Trump claimed that Yovanovitch, who testified on Tuesday that Trump’s efforts to leverage the Ukrainian government into doing political favors for him was “not a security interest,” is “not an angel” because “she wouldn’t hang my picture in the embassy.”

That claim was almost immediately refuted by Yovanovitch’s lawyers, who told Geoff Bennett of NBC that “the Embassy in Kyiv hung the official photographs of the President, Vice President, and Secretary of State as soon as they arrived.”

At another point, Trump came uncomfortably close to copping to obstruction of justice by admitting he fired then FBI Director James Comey in May 2017 amid an active investigation of his campaign’s dealings because “they were coming after me.”

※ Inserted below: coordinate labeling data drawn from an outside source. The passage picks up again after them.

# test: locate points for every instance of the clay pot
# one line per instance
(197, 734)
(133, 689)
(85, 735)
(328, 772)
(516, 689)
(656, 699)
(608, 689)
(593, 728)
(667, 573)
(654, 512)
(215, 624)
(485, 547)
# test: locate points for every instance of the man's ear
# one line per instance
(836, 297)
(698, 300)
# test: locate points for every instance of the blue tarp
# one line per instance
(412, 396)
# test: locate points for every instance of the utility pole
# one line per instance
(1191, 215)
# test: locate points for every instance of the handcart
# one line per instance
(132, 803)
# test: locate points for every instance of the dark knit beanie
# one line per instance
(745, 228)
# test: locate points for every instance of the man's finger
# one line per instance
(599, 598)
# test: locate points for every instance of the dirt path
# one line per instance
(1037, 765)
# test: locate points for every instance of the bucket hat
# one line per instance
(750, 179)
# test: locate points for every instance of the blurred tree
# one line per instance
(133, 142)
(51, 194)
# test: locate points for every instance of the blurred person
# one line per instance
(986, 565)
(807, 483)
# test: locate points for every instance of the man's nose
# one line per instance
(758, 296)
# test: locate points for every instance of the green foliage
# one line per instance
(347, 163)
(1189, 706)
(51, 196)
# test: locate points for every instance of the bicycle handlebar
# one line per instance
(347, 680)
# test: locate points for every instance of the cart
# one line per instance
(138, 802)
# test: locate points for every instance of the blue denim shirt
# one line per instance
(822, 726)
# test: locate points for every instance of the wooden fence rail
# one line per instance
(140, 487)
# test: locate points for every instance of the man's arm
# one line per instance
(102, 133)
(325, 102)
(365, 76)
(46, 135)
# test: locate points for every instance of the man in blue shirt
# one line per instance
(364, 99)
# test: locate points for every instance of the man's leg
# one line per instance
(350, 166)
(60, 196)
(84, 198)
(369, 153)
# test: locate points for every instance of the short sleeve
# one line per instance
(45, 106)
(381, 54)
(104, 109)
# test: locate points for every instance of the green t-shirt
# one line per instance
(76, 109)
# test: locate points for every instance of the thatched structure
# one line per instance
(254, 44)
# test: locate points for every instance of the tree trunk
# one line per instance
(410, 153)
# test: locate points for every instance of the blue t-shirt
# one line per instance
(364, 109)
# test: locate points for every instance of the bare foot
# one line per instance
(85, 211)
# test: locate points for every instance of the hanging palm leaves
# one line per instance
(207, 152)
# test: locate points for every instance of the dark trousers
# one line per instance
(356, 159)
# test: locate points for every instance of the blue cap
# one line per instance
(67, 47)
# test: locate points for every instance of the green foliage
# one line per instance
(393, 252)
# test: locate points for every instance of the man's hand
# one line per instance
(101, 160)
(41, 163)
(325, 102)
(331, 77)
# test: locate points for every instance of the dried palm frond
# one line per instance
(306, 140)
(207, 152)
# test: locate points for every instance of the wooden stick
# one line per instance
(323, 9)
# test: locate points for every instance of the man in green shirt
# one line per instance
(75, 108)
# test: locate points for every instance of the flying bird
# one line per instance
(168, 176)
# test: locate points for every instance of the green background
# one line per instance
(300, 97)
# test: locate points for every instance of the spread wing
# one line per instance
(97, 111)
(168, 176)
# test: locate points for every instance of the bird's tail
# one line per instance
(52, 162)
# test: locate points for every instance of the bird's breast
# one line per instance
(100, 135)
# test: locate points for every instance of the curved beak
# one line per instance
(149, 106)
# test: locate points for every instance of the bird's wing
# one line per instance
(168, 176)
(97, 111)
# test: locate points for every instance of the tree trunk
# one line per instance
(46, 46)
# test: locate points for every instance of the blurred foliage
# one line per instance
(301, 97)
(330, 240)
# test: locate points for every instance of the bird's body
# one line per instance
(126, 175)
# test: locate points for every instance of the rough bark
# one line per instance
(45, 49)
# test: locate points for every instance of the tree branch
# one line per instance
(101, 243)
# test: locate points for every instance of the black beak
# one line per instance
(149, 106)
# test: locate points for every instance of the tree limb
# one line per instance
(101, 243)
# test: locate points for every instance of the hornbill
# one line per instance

“I would have been in some trouble right now, because they were coming after me,” Trump said, musing about what would’ve happened had he not fired Comey. “It turned out to be the best move I ever made, firing Comey. Because they were looking to take down the president.”

Trump said he’s “standing with President Xi” when it comes to ongoing pro-democracy protests in Hong Kong. At another point, he seemed to have to restrain himself from threatening Intelligence Committee Chair Rep. Adam Schiff (D-CA), who is leading the impeachment investigation. He barely let hosts get a word in as he yelled about Hunter Biden. He said of Gordon Sondland, his current ambassador to the EU who gave $1 million to his inaugural fund and testified that there was a corrupt quid pro quo with Ukraine in which officials acts were being withheld pending the announcement of investigations, “I hardly know him.”

And through all of this, hosts — with the lone exception being Doocy’s “are you sure?” line — let Trump ramble away without correcting him.